Prep Time: 15 minutes
Cook Time: 20 minutes
Total Time: 35 minutes
Ingredients:
- 1 bunch of turnips with greens, or 3 or 4 turnips and 1 bunch of turnip greens
- 2 small onions or leeks
- 2 or 3 cloves garlic
- 2 Tbsp. olive oil
- 2 slices bacon or 2 oz. pancetta, finely chopped (optional)
- 4 to 6 cups chicken or vegetable broth (Homemade Chicken Broth is particularly delicious), depending on how "soupy" you like your soup
- Salt
- Freshly ground black pepper (optional)
Preparation:
- Remove the greens from the turnips, if necessary. Wash and rinse the greens, cut them into thin strips, and set them aside.
- Peel the turnips, chop them into small chunks, and set aside.
- Peel and finely chop onions or clean and finely chop leeks. Set aside.

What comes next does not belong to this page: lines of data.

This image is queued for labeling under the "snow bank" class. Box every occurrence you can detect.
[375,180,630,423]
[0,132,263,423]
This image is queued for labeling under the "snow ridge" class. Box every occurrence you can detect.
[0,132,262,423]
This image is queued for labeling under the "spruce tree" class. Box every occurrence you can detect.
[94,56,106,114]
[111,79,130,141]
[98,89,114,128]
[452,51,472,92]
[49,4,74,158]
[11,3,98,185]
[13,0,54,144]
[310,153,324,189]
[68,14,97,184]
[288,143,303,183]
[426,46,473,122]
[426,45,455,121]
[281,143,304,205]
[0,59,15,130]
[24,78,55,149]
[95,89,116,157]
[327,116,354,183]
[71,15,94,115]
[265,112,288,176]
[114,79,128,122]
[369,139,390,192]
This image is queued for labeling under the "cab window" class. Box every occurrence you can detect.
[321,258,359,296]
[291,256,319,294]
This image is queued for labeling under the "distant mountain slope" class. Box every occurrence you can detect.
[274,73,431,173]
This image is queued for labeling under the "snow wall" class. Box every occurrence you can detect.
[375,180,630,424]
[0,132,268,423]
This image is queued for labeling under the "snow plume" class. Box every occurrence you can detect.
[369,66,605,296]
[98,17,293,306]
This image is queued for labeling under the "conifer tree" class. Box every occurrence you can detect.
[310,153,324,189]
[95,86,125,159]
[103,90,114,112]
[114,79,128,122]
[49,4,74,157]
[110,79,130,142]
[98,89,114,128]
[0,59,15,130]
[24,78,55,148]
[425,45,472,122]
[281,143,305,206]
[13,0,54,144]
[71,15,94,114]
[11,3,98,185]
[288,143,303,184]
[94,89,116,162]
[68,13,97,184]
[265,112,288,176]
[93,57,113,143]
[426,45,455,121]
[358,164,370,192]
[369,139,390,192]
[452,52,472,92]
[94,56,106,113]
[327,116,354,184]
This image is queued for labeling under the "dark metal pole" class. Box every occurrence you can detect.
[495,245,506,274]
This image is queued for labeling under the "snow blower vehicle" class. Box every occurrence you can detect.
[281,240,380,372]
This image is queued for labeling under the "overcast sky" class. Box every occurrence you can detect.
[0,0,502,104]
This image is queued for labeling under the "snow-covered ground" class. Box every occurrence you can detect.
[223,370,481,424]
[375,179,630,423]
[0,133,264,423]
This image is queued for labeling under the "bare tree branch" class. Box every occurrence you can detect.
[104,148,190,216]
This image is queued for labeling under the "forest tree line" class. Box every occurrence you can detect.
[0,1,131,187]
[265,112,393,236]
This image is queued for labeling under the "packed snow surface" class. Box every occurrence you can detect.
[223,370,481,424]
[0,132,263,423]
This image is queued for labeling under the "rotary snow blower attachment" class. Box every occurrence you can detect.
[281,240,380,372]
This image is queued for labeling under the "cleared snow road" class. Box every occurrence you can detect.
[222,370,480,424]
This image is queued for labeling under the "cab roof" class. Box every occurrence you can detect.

- Thinly slice garlic and set aside.
- Heat the oil in a medium pot over medium high heat. Add the bacon or pancetta, if you're using it, and cook until it starts to render its fat. Add the onions or leeks, sprinkle with salt, and cook, stirring occasionally, until onions are soft, about 3 minutes.
- Add the garlic and cook, stirring, until fragrant, about 1 minute.
- Add the chopped turnips and broth. Bring to a boil. Reduce heat to maintain a steady simmer and cook until turnips are tender, 8 to 10 minutes.
- Stir in the turnip greens and cook until the greens are tender, about 2 minutes.
- Taste the soup and add salt or other seasonings to taste. Serve the soup hot, garnished with black pepper, if you like.
Makes 4 to 6 servings Turnip Soup With Greens.